Habitable Zone Waterworlds would usually have no land or very little land

A paper suggests that habitable zone waterworlds like Earth would usually have no land or very little land. This would be another factor that would make technological civilizations more rare.

On a purely statistical basis, one naïvely expects to find a highly asymmetric division of land and ocean surface areas. A natural explanation for the Earth’s equitably partitioned surface is an evolutionary selection effect. We have highlighted two mechanisms that could be responsible for driving this selection effect. First of all, planets with highly asymmetric surfaces (desert worlds or waterworlds) are likely to produce intelligent land-based species at a much lower rate. Secondly, planets with larger habitable areas are capable of sustaining larger populations. Both of these factors imply that our host planet has a greater habitable area than most life-bearing worlds.

We have exploited this model of planetary fecundity to draw two major conclusions. First of all, we find that the Earth’s oceanic area provides substantial evidence in favour of the selection model. Secondly, in the context of this model, we find that most habitable planets have surfaces that are over 90 per cent water (95 per cent credible interval).

If it transpires that the Earth is indeed unusually dry for a habitable planet, then one might wonder what the mechanism was. Does the Solar system have some distinguishing feature that was responsible? For example, perhaps the low eccentricities and inclinations of Solar system planets are inefficient at promoting water delivery.

It also appears feasible that the Earth has an unusually deep ocean basin. The gravitational potential associated with its surface fluctuations is much higher than any other body in the Solar system. In turn, this may suggest that the Earth has unusually strong tectonic activity, and consequentially, an abnormally strong magnetic field. This exemplifies how selection effects can easily be transferred to correlated variables.
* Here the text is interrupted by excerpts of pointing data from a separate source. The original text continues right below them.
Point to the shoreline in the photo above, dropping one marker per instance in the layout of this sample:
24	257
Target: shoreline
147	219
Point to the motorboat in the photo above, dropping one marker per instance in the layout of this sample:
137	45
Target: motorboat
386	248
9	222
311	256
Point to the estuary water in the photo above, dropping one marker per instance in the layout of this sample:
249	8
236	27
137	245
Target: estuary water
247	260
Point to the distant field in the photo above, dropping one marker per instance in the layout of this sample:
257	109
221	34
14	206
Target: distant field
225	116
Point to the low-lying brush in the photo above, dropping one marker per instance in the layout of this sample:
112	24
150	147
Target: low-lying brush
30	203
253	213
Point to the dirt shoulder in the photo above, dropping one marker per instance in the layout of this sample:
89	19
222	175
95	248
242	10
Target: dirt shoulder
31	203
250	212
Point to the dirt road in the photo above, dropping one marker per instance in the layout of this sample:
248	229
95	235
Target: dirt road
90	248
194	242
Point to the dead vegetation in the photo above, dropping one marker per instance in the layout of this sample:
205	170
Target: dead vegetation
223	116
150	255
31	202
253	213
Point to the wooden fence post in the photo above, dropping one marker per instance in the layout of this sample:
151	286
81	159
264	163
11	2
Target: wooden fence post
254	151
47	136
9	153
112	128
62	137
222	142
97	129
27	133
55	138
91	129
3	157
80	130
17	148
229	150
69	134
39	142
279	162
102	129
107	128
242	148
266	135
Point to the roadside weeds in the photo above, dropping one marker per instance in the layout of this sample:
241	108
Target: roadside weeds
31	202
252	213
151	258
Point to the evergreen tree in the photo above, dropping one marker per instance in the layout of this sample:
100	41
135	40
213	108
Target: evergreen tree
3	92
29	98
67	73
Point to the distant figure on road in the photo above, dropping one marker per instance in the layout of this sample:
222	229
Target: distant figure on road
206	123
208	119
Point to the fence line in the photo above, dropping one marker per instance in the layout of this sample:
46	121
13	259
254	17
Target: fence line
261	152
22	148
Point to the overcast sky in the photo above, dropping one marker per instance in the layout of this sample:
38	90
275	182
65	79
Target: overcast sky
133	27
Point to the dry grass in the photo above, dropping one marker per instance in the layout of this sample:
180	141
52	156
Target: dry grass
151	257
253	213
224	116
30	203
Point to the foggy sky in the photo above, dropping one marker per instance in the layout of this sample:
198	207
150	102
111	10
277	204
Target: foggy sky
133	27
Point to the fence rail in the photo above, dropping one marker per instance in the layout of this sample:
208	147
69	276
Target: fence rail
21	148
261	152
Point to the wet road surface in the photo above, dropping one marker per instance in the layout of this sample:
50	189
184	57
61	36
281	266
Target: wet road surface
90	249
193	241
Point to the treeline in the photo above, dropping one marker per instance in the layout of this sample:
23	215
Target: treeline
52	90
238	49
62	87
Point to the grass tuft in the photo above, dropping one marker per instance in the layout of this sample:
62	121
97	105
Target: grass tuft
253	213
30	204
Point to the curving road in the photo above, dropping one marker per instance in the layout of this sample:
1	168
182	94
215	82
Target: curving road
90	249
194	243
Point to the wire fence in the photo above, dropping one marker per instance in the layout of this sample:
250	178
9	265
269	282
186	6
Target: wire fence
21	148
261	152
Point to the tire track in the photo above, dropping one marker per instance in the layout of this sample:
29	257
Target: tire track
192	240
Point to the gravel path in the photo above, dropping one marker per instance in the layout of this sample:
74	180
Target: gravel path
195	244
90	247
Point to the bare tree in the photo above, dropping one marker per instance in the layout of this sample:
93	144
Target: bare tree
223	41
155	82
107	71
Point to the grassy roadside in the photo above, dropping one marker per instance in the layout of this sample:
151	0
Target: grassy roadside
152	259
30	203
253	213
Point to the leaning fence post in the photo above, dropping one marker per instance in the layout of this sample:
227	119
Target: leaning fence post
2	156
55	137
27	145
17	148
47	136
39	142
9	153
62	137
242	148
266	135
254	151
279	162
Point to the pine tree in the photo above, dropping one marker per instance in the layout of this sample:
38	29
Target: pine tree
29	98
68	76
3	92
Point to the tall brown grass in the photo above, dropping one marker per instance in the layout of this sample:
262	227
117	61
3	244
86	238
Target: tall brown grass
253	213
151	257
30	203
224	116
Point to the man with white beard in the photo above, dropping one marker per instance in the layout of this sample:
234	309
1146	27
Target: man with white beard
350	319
Earth’s land configuration may be optimized to ensure that the majority of the available area is habitable, thereby maximizing its fecundity.

Centauri Dreams discusses the paper.

Simpson’s paper is an intriguing read and one that should provide fodder for science fiction scenarios (I consider that all to the good), but it’s highly speculative given that our models of water delivery in the early Solar System are still works in progress. What we come back to again and again is the need for observation. In the Titan reference Simpson makes early in the paper, it was data that proved the point made by Dermott and Sagan, and data that are required to put such factors as the depth of Earth’s water basins in a cosmic context. So we can keep waterworld theories in mind as we begin studying the actual atmospheric content of exoplanets within coming decades, when new space- and ground-based resources come online.

For a planetary surface to boast extensive areas of both land and water, a delicate balance must be struck between the volume of water it retains and the capacity of its perturbations. These two quantities may show substantial variability across the full spectrum of water-bearing worlds. This would suggest that, barring strong feedback effects, most surfaces are heavily dominated by either water or land. Why is the Earth so finely poised? To address this question, we construct a simple model for the selection bias that would arise within an ensemble of surface conditions. Based on the Earth’s ocean coverage of 71 per cent, we find substantial evidence (Bayes factor K ≃ 6) supporting the hypothesis that anthropic selection effects are at work. Furthermore, due to the Earth’s proximity to the waterworld limit, this model predicts that most habitable planets are dominated by oceans spanning over 90 per cent of their surface area (95 per cent credible interval). This scenario, in which the Earth has a much greater land area than most habitable planets, is consistent with results from numerical simulations and could help explain the apparently low-mass transition in the mass–radius relation.